March 31, 2026 at 04:32 PM
Hoskinson Warns CLARITY Act Could Be 'Weaponized'

- Charles Hoskinson warns that the proposed CLARITY Act could take up to 15 years of rulemaking to implement and remains vulnerable to political weaponization.
- The legislation is criticized for treating new cryptocurrency projects as securities by default, which Hoskinson argues creates an unfair advantage for established assets like Cardano, XRP, and Ethereum.
- The founder believes the collapse of FTX was the turning point that transformed Democratic lawmakers from being crypto-curious to openly hostile toward the industry.
Concerns Over Long-Term Implementation and Weaponization
Charles Hoskinson, the founder of Cardano and Midnight, has expressed significant skepticism regarding the Digital Asset Market CLARITY Act currently under negotiation in the U.S. Congress. Hoskinson warns that even if the bill passes, the subsequent rulemaking process could be intentionally delayed for over a decade.

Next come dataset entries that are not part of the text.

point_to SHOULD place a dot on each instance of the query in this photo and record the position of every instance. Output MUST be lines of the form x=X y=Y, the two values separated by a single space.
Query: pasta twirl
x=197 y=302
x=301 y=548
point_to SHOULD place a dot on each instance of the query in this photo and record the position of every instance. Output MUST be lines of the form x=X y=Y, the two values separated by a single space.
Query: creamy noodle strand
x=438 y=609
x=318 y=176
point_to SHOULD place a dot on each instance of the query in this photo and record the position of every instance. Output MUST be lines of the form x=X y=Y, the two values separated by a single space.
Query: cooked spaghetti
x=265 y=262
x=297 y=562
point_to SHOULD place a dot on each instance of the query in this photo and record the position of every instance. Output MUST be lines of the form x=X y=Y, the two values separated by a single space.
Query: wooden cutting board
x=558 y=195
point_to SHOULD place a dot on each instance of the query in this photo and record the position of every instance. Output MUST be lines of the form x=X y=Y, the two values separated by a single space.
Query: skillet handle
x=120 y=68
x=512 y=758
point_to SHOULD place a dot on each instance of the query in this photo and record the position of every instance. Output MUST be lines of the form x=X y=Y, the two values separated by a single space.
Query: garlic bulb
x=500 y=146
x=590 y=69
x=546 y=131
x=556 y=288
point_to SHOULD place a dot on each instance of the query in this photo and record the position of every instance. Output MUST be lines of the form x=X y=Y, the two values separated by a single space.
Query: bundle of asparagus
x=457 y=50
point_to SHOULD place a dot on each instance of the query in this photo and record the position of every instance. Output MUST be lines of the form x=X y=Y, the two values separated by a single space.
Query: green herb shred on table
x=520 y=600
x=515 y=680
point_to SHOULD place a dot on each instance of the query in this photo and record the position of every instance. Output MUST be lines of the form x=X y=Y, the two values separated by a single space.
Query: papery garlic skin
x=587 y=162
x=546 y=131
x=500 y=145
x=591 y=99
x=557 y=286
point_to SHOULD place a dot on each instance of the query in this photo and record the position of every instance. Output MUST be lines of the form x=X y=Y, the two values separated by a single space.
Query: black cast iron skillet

He specifically highlighted a timeline of 15 years for full implementation, suggesting that slow-rolling the process could be used as a tool by future administrations.
Hoskinson raised concerns that the legislation lacks the resilience to survive shifting political tides. He noted that if the Democrats were to win in 2029, the current text of the act contains avenues that could be used to weaponize regulations against the industry. According to him, the bill is overly complex and resembles a "Frankenstein’s monster" because it attempts to address too many issues in a single piece of legislation without sufficient technical expertise from policymakers.
Barriers to New Market Entrants
A primary criticism voiced by Hoskinson is the structural disadvantage the bill imposes on emerging projects. Under the proposed framework, new crypto ventures would be classified as securities by default. Hoskinson argues that this classification is difficult to shed, as the Securities and Exchange Commission (SEC) has little incentive to graduate a project to a non-security status.
He noted several consequences of this approach:
- Future projects will struggle to compete due to restricted ownership and liquidity growth.
- The process effectively forces new projects into a permanent IPO-like state, which he described as absurd.
- Established cryptocurrencies such as Cardano, XRP, and Ethereum will likely thrive simply because they are already entrenched, while innovation is stifled for newcomers.
The Impact of the FTX Collapse
Hoskinson traces the current regulatory hostility back to the downfall of Sam Bankman-Fried and his exchange, FTX. Prior to this event, the industry enjoyed relatively strong bipartisan support. However, the high-profile nature of the FTX collapse—which included mainstream celebrity endorsements—caused a massive shift in public and political perception.
Hoskinson explained that the fallout made lawmakers fearful of being associated with the industry, turning Democratic support into a campaign of hostility over the last three years. He argued that the political environment has since become polarized, with Donald Trump’s strong embrace of the industry further eroding any remaining bipartisanship.
Global Misalignment and Technical Deficiencies
Finally, Hoskinson criticized the CLARITY Act for failing to account for the globalized nature of decentralized technology. He pointed out that U.S. lawmakers are ignoring existing international frameworks such as MiCA in Europe, as well as regulations in Singapore, Japan, Abu Dhabi, and Hong Kong.
Without aligning with these global standards, Hoskinson believes U.S. rules will become incompatible with the rest of the world. He concluded by noting that the industry is currently focused on "immaterial" issues, such as whether stablecoins should pay yield, while ignoring the fundamental structural flaws of the proposed legislation.